Генрик Сенкевич - Потоп. Том 1
— Поезжай ты, исчадие ада, и служи мне! — пробормотал князь, глядя на дверь, в которую вышел оршанский хорунжий.
Затем он кликнул пажа и велел позвать к себе Ганхофа.
— Принимай хоругвь Кмицица, — сказал ему князь, — и начальство над всей конницей. Кмициц уезжает.
Холодное лицо Ганхофа на мгновение осветилось радостью. Послом ему не удалось поехать, но он получил повышение в чине.
Он поклонился молча и сказал:
— За милость, ясновельможный князь, я отплачу тебе верною службой!
Он вытянулся в струнку и ждал.
— Ты что-то еще хочешь сказать? — спросил князь.
— Ясновельможный князь, нынче утром прибыл шляхтич из Вилькомира, он привез весть, что пан Сапега идет на тебя с войском.
Радзивилл вздрогнул, однако мгновенно овладел собою.
— Ступай! — сказал он Ганхофу.
И погрузился в глубокую задумчивость.
ГЛАВА XXIV
Кмициц с жаром занялся приготовлениями к отъезду и стал отбирать людей, которые должны были отправиться с ним в путь. Он решил ехать с сопровождением, во-первых, ради собственной безопасности, во-вторых, для придания важности своей посольской особе. Он очень торопился и хотел еще в ночь тронуться в путь, а если не утихнет дождь, то на следующее утро. Наконец он нашел шестерых надежных солдат, которые служили у него еще в те лучшие времена, когда он, до приезда в Любич, рыскал в стане Хованского, — старых оршанских забияк, готовых идти за ним хоть на край света. Это были одни шляхтичи да путные бояре, остатки некогда могучей ватаги, вырезанной Бутрымами. Во главе их стал вахмистр Сорока, давний слуга Кмицицев, старый, весьма искушенный вояка, на котором, правда, тяготели многочисленные приговоры за еще более многочисленные бесчинства.

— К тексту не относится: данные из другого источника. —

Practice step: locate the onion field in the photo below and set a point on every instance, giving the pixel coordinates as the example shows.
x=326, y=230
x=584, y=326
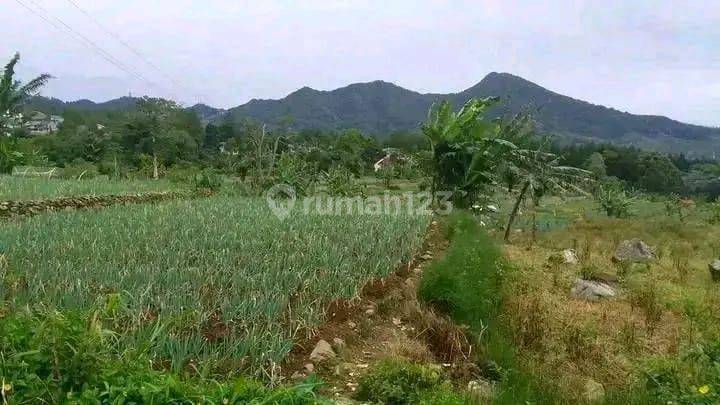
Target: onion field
x=219, y=281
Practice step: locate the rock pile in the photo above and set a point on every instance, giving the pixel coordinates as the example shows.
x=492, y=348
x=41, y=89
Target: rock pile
x=33, y=207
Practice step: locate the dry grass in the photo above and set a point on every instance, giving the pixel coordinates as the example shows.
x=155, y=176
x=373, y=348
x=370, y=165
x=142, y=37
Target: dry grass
x=662, y=307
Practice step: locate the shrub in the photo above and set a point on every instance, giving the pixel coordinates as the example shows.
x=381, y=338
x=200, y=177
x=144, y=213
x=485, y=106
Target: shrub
x=339, y=182
x=207, y=180
x=79, y=169
x=294, y=171
x=396, y=382
x=615, y=201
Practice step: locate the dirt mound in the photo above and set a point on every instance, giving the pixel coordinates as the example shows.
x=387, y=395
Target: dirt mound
x=385, y=321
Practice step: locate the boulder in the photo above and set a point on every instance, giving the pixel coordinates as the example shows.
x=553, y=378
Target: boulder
x=569, y=256
x=322, y=351
x=339, y=345
x=593, y=392
x=481, y=391
x=634, y=251
x=590, y=290
x=714, y=268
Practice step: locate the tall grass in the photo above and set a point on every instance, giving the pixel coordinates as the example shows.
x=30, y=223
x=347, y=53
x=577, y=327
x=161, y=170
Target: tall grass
x=225, y=280
x=467, y=284
x=20, y=188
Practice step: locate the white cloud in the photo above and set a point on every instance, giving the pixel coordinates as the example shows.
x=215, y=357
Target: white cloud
x=654, y=57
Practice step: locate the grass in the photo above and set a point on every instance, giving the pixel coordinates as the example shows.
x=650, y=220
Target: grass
x=70, y=358
x=216, y=285
x=21, y=188
x=469, y=284
x=643, y=347
x=396, y=382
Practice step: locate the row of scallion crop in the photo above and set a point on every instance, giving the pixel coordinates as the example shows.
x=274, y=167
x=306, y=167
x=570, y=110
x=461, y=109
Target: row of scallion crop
x=219, y=283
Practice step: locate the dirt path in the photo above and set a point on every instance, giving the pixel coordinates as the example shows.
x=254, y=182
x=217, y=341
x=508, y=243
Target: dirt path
x=386, y=321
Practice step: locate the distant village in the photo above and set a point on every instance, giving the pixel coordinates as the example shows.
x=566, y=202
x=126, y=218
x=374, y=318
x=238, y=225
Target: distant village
x=39, y=123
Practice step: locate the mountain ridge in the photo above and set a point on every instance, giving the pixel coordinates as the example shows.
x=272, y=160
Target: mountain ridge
x=379, y=107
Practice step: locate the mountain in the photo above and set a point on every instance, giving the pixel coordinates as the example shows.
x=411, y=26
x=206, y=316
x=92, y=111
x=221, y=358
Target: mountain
x=207, y=113
x=380, y=107
x=55, y=106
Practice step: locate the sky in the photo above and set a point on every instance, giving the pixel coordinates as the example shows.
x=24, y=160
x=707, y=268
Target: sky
x=645, y=57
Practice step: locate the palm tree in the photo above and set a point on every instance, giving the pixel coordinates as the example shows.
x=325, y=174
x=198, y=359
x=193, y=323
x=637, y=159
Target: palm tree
x=13, y=93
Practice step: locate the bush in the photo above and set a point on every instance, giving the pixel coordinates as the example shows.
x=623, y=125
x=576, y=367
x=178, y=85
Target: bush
x=294, y=171
x=339, y=181
x=396, y=382
x=207, y=180
x=79, y=169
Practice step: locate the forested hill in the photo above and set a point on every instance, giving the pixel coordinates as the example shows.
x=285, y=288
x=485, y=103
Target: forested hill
x=56, y=106
x=380, y=108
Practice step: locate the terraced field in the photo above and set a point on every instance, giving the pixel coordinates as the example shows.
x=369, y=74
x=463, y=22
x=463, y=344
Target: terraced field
x=19, y=188
x=217, y=281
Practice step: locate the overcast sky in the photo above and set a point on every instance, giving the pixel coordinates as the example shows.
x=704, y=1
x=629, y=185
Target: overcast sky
x=645, y=57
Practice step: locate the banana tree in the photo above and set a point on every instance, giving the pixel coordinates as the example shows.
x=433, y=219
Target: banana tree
x=541, y=173
x=14, y=93
x=465, y=148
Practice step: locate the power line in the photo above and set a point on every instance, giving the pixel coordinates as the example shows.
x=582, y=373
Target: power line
x=126, y=45
x=86, y=41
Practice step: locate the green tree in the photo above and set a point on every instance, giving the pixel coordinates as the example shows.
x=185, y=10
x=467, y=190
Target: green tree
x=14, y=93
x=464, y=147
x=596, y=165
x=657, y=173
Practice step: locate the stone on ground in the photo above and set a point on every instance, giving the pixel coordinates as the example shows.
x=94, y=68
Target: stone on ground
x=322, y=351
x=569, y=256
x=594, y=391
x=591, y=290
x=634, y=251
x=714, y=268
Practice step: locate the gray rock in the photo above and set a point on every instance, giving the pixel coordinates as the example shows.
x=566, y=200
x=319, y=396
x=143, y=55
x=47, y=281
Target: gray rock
x=339, y=345
x=594, y=392
x=591, y=290
x=714, y=268
x=634, y=251
x=322, y=351
x=569, y=256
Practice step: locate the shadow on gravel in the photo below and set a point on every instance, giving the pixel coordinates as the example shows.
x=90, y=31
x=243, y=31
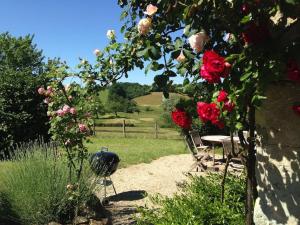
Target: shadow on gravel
x=128, y=196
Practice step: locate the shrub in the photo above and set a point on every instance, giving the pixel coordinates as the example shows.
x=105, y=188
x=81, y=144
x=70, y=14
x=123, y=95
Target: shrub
x=22, y=111
x=33, y=187
x=199, y=203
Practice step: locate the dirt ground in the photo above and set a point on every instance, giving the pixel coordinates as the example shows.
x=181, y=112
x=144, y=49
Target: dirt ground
x=135, y=182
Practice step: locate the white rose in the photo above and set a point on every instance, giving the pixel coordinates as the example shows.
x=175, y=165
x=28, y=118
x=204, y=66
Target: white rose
x=151, y=10
x=111, y=34
x=144, y=25
x=197, y=41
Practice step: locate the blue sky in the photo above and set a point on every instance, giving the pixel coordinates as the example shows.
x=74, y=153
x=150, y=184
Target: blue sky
x=68, y=29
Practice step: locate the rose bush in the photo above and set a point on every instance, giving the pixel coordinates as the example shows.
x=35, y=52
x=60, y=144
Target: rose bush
x=181, y=118
x=250, y=45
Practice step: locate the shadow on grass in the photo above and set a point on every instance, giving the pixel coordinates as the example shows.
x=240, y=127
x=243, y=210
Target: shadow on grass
x=7, y=216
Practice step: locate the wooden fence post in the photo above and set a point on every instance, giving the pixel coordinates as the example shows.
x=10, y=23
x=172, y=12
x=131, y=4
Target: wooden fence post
x=124, y=130
x=156, y=130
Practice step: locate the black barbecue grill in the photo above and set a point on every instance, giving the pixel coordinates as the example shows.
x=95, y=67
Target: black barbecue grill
x=104, y=164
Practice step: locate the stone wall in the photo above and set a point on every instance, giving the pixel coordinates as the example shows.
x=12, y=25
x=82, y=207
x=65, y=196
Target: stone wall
x=278, y=157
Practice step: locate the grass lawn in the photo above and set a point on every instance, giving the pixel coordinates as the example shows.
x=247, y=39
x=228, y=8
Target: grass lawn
x=138, y=150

После обеда гетман вручил пану Анджею письма и грамоту к шведским комендантам, с которыми молодой посол мог повстречаться в больших городах, простился с ним и проводил довольно ласково, почти по-отцовски, прося соблюдать осторожность и благоразумие.
Небо между тем стало к вечеру проясняться, тусклое осеннее солнце показалось над Кейданами и закатилось за алые облака, длинными полосами тянувшиеся на западе.
Ничто не препятствовало отъезду. Кмициц пил прощальную чару с Ганхофом, Харлампом и несколькими другими офицерами, когда в сумерках уже вошел Сорока и спросил:
— Едем, пан начальник?
— Через час! — ответил Кмициц.
— Кони и люди готовы, стоят во дворе…
Вахмистр вышел, а офицеры все чаще чокались чарами; но Кмициц больше делал вид, что пьет, чем пил на самом деле. Претило ему вино, не веселило душу, не хотелось ему пить, а меж тем прочие были уже сильно во хмелю.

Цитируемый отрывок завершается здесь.